Recent Toronto newspaper item
Protesters target neo-Nazi's home
Cops follow as busload heads to Mississauga to holler slogans
By NATALIE PONA, TORONTO SUN August 20, 2006MISSISSAUGA -- School bus driver Corina Godson never expected she'd spend her weekend driving a load of radicals to protest outside the home of a man with neo-Nazi links.
"I've already called my boss. I'm not impressed," said Godson, as she smoked under a strip mall awning later. "Any sign of violence and I'm leaving without them."
Godson watched as about 25 members of Anti-Racist Action (ARA) Toronto milled around the mall's parking lot, off South Service Rd. near the QEW.
The group rented the bus -- using the name Youth Against Violence, Godson said -- and drove to Mississauga from the Christie Pits, where they had gathered yesterday afternoon to mark the 63rd anniversary of the Christie Pits riots, a massive brawl sparked by anti-Semitism.

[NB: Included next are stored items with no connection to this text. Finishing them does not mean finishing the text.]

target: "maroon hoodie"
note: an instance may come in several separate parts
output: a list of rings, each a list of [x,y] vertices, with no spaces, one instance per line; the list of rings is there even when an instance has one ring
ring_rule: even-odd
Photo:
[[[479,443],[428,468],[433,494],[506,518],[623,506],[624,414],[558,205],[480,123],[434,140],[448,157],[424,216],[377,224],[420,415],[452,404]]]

ARA members, some wearing camouflage jackets, others covering their faces with scarves, refused to disclose where they were headed, forcing dozens of Toronto Police to follow them through the city and down the QEW. Some officers wore riot gear, while others loaded up their bikes and horses and joined the caravan.

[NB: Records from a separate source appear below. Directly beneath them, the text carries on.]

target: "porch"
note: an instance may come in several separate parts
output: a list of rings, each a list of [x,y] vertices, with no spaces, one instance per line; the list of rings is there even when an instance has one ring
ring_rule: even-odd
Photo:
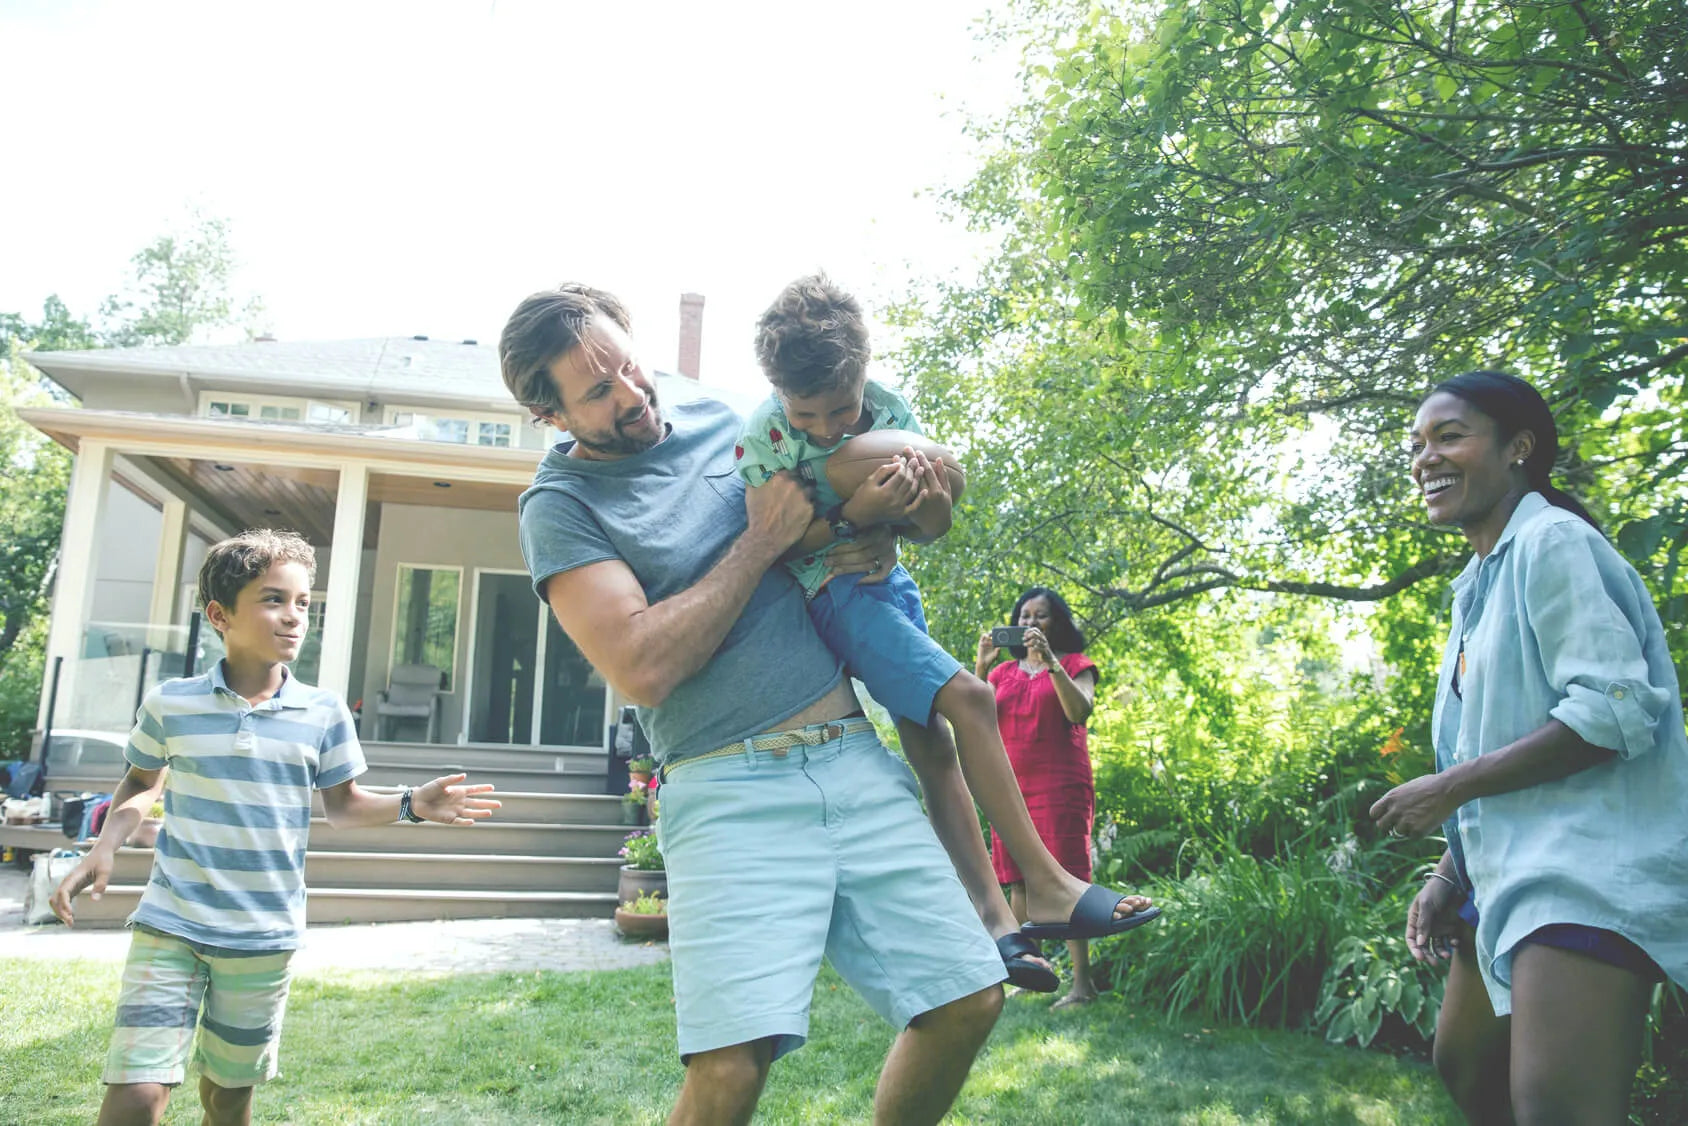
[[[627,832],[607,792],[615,701],[534,597],[516,541],[515,498],[540,451],[23,413],[77,454],[39,720],[52,735],[37,740],[50,789],[113,789],[141,695],[221,658],[195,602],[205,547],[245,527],[290,528],[318,553],[293,668],[353,705],[370,764],[360,783],[462,770],[505,803],[472,830],[313,825],[313,921],[610,914]],[[437,676],[429,720],[381,714],[401,668]],[[65,840],[56,827],[0,828],[19,848]],[[150,863],[150,850],[123,850],[116,882],[79,918],[120,922]]]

Peel Police joined Toronto cops once the small group arrived outside the home of Paul Fromm, a former Mississauga teacher fired for participating in meetings and conferences sponsored by those who support white supremacist and anti-Semitic views. He has ties to the neo-Nazi movement and is a vocal supporter of infamous Holocaust denier Ernst Zundel.
After police removed protesters from Fromm's townhouse property, ARA members gathered in a parking lot behind his home to shouted slogans.
"Show us your Aryan gonads," one man yelled.
Another led a chant of, "Nazi, Nazi, Nazi, out, out, out."
Police officers, including some stationed in Fromm's backyard, gathered to monitor the situation.
Fromm and several house guests watched the protest from the yard, snapping pictures of the demonstrators.
Fromm, who described himself as a civil libertarian and not a neo-Nazi, insisted he is simply a defender of free speech.
"Who's involved in hate this afternoon?" he asked, adding officers warned him that he may be an ARA target. "They do have a right to protest but they don't have a right to protest on private property."